Page 37 of Guardian Daddy

“I didn’t think you would. I just . . . I’m not used to, uh, reading with someone. I’m not very good at interacting with other people. Except for Rhodes.”

“How about we don’t talk then? We can just sit and read.”

That she could do. “All right.”

“What are you reading?” he asked as she sat down.

She shot him a look. “I thought we weren’t talking.”

He grinned. “You’re right. My apologies. I’ll be quiet now.”

“I’m starting to wonder whether that’s actually possible for you.”

He started laughing. “Good one.”

“Good, what?” she asked as she settled on a lounger. There was a blanket on the end. She wondered where it had come from.

“Good joke.”

“I didn’t make a joke.”

Strangely, his grin just grew wider.

Men. She really didn’t understand them.

To her shock, he grabbed the blanket, then flicked it out and placed it over her.

Had he put this blanket out here? For her?

“I’ve noticed that you seem to feel the cold,” he explained. “Even in this weather.”

“Thank you,” she managed to get out. For some reason her throat felt swollen.
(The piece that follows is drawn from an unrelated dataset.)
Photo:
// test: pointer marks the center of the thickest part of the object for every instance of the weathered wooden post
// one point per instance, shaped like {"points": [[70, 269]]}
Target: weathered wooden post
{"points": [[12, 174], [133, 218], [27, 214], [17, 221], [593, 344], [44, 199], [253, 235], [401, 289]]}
She hoped she wasn’t getting ill.

There was also a strange swooping sensation in her stomach. Like the time that Rhodes convinced her to ride the roller coaster at the fair with him. She’d been fourteen at the time, and as soon as she’d gotten off, she’d vomited all over his shoes.

But she didn’t think she wanted to vomit.

Deciding that she’d try to ignore the sensations filling her as well as the man next to her, Cate opened her latest book.

They’d been reading for half an hour when he stood. She’d taken a glimpse at his paperback. It was a science-fiction novel. Which she was confident wouldn’t be as interesting as her book. It was about a man who returned from the dead to find his wife with a new husband.

“I’m going to have a swim, then do a perimeter check,” he told her. “What do you want for dinner?”

“I’ve got a microwave meal I can heat up.”

“You’re not heating up a microwave meal,” he informed her in a strangely firm voice.

He seemed to use that tone of voice around her a lot. She had no idea why. Did he really have such a strong opinion about microwave meals?

“I can heat one up for you too,” she offered. That was the polite thing to do, right?

“No. No microwave dinners, they’re not good for you. I’ll make us dinner.”

“You cook?” She glanced up at him in surprise.

Wait. When had he taken his shirt off?